Lorsque l’information est lancée, elle peut flamber plus vite qu’un feu de broussailles dans la région aride de Judée‑Samarie. Lundi dernier, la nouvelle est tombée : des « colons radicaux » auraient mis le feu à l’église St‑Georges de Taybeh, un sanctuaire orthodoxe vieux d’un millénaire et demi. La scène, relatée par le patriarche grec Théophile III devant un parterre de dignitaires — parmi lesquels le cardinal latin Pierbattista Pizzaballa et une vingtaine de diplomates étrangers — a immédiatement trouvé un écho mondial. Quelques caméras, un message d’indignation, un coupable tout désigné : la mécanique médiatique était lancée.
En l’espace de quelques heures, les agences internationales titraient sur le prétendu incendie volontaire. La narration paraissait incontestable : des extrémistes juifs auraient voulu réduire en cendres une église historique. S’y ajoutaient des réactions politiques outrées. Mike Huckabee, ex‑gouverneur de l’Arkansas et ambassadeur itinérant des États‑Unis, se rendait sur place dès le quatrième jour, dénonçant un « acte terroriste » et réclamant « de lourdes conséquences ». Dans l’opinion publique, la rumeur se muait déjà en vérité gravée dans le marbre.
Une équipe du Service de presse israélien (TPS‑IL) a pourtant décidé de revoir les images diffusées par la municipalité de Taybeh. Au ralenti, un détail saute aux yeux : les adolescents incriminés portent des gilets fluorescents et manipulent un souffleur, l’équipement habituel… des pompiers volontaires. L’un d’eux, un berger de seize ans, raconte avoir appelé la ferme voisine pour demander de l’aide avant d’être accueilli par des jets de pierres. Leur objectif n’était pas d’allumer le feu, mais de l’étouffer ; en réalité, ce sont les pâturages juifs alentour qui avaient déjà brûlé les 7, 8 et 11 juillet, incidents signalés à la police.
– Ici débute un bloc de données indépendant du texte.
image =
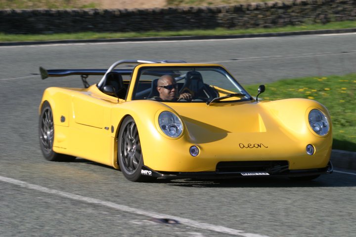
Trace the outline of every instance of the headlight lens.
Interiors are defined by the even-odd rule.
[[[158,124],[166,135],[171,137],[177,137],[183,131],[181,121],[172,112],[164,111],[158,116]]]
[[[329,132],[330,126],[326,116],[318,110],[312,110],[308,116],[309,125],[314,132],[323,136]]]

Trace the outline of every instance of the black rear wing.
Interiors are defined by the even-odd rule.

Quand l’image précède l’enquête
Pourquoi ces éléments n’ont‑ils pas filtré dans les dépêches initiales ? Parce qu’ils s’écartent d’un schéma narratif séduisant : « Des colons incendient une église ». Pour Eliana Passentin, archéologue et porte‑parole du Conseil régional de Mateh Binyamin, cette précipitation menace la confiance fragile entre communautés chrétiennes et juives. « On alimente l’hostilité mutuelle et on occulte les véritables actes de vandalisme, qu’ils concernent des églises chrétiennes ou des fermes israéliennes », déplore‑t‑elle dans une vidéo devenue virale.
Amit Barak, spécialiste de l’intégration des Arabes chrétiens dans l’armée israélienne, observe de son côté un déplacement du stigma : « Hier, on accusait “le Juif” ; aujourd’hui, c’est “le colon”. L’étiquette change, le réflexe demeure. »
Retour à la réalité
La police israélienne a finalement publié ses premières conclusions : l’église n’a jamais été touchée ; l’incendie provient d’un terrain voisin et l’enquête se poursuit pour déterminer s’il s’agit de négligence ou d’un acte malveillant. L’édifice millénaire, lui, reste intact. Devant ces faits, certains responsables politiques ont discrètement nuancé leurs déclarations. Huckabee, sur X/Twitter, précise désormais qu’il « condamne l’incendiaire, quel qu’il soit ». Une volte‑face trop tardive : la rectification se propage rarement aussi vite que la sensation.
Cette affaire illustre les risques d’un journalisme qui s’appuie davantage sur le retweet que sur la vérification. Les conséquences dépassent la simple erreur factuelle : elles rigidifient les positions diplomatiques, nourrissent les rancœurs et détournent l’attention des véritables persécutions auxquelles les chrétiens de la région peuvent être confrontés, notamment au sein de l’Autorité palestinienne où les expropriations de terres ecclésiales sont bien documentées.
Une leçon durable
Les pierres calcaires de Taybeh ont résisté aux flammes ; la réputation, elle, reste plus vulnérable. La prochaine fois qu’une vidéo spectaculaire semblera confirmer vos pires soupçons, souvenez‑vous : le calcaire ne brûle pas… mais la vérité, oui, lorsqu’elle est abandonnée aux braises de la précipitation.